8 Mart Dünya Emekçi Kadınlar Günü’ne giden hafta, Boğaziçi Üniversitesi’nde de çeşitli etkinliklerle devam ediyor. Pazartesi günü şiddet ve yoksulluk sarmalına karşı “Korkmuyorum Çünkü: Mücadelemiz Birbirimize Bağlı” temalı kadın zinciriyle başlayan etkinlikler, hazırlık kampüsünde oluşturduğumuz paylaşım çemberi, forum, döviz ve mektup atölyesiyle devam etti. Etkinliklerimiz, kampüste “Eşit, Özgür, Sömürüsüz Bir Yaşamı Biz Kuracağız!” sloganıyla yola çıktığımız yürüyüşle sona erecek.

Çarşamba günü ise “Aile Yılı Değil, Kadınların Yılı” diyerek örgütlediğimiz forum için farklı bölümlerden ve sınıflardan kadınlar olarak bir araya geldik. İktidarın aile yılı vizyonunun biz kadınlar ve LGBTİ’ler için ne anlama geldiğini tartıştık, “aile” kurumunun hayatlarımıza etkisiyle ilgili deneyimler paylaştık. İşçi, işsiz, genç, yaşlı, evli, bekar olması fark etmeksizin tüm kadınların aile ve ailenin konumlandırıldığı yerle ilgili ortak kaygı ve taleplerinin olduğunu konuştuk. Söz alan arkadaşlarımızdan biri, iktidarın doğum oranlarını artırmak için çeşitli teşvikler vermesinin ve dolayısıyla da iş gücünün garanti altına alınmaya çalışılmasının bugün de yaşadığımız bazı sorunları perçinleyeceğinden bahsetti.
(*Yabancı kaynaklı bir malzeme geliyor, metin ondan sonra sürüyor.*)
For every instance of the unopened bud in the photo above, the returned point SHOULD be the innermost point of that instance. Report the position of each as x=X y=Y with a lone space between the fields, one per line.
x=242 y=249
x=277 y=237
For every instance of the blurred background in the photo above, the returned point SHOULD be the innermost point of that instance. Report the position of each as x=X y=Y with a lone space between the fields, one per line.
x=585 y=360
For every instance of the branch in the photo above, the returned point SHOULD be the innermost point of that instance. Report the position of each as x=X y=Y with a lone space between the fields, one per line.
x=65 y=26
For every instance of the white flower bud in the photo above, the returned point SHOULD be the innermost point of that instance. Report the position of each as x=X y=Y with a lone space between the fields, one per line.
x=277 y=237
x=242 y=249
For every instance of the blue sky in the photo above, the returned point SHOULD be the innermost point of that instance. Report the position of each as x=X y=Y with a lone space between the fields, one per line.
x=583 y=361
Çalışmaya başlama yaşlarının giderek düştüğü, derin yoksulluk yaşayan ailelerin her bir ferdinin çalışmak zorunda kaldığı bir dönemde yaşadığımızı vurgulayan başka bir arkadaşımız aile yılının kadınlar için esnek ve güvencesiz çalışmaya mecbur bırakılma, şiddet sarmalında sıkışma anlamına geldiğini vurguladı. Liseden itibaren çalışma hayatına itilen, örgün eğitimden alınan arkadaşlarımızın da deneyimlerinden hareketle erken yaştan itibaren bu sorunları yaşamaya başladığımızı konuştuk.

'SİSTEMİN VARLIĞIMIZLA BİR DERDİ VAR'

Söz alan bir arkadaşımız, LGBTİ’lerin yaşam hakkına saldıran yasa tasarılarının gündem olmasının da aynı yerden köklendiğini, kadını aile kurmaya şiddet yoluyla iten bu sistemin LGBTİ bireylerin var oluşuyla derdinin olduğunu ve yoksulluğu da bütün şiddetiyle deneyimleyen kadın ve LGBTİ’lerin tehdit altında olduğunu söyledi.

Sermayenin ihtiyacı doğrultusunda evde ve işte “makbul” kadınlar oluşturmaya yönelik politikaların üniversitemize yansımalarını konuştuk. Kayyum rektörlük tarafından yaşam alanlarımıza müdahale etmek amacıyla hazırlık öğrencilerine gönderilen bir mailde de aile yılı damgasının yer alması gibi doğrudan etkilerini de görmekle beraber üniversite içerisinde de itaat eden “makbul” bir kadın öğrenci profili yaratmak amacıyla hareket ettikleri örnekleri tartıştık. İşlevsizleştirilen Cinsel Tacizi Önleme Komisyonu için 1800 arkadaşımızla ördüğümüz imza kampanyasını geçiştiren, taleplerimizi her haykırdığımızda özel güvenliği karşımıza diken kayyum rektörlüğün de iktidarla elbet paralel olarak hareket ettiğini konuştuk.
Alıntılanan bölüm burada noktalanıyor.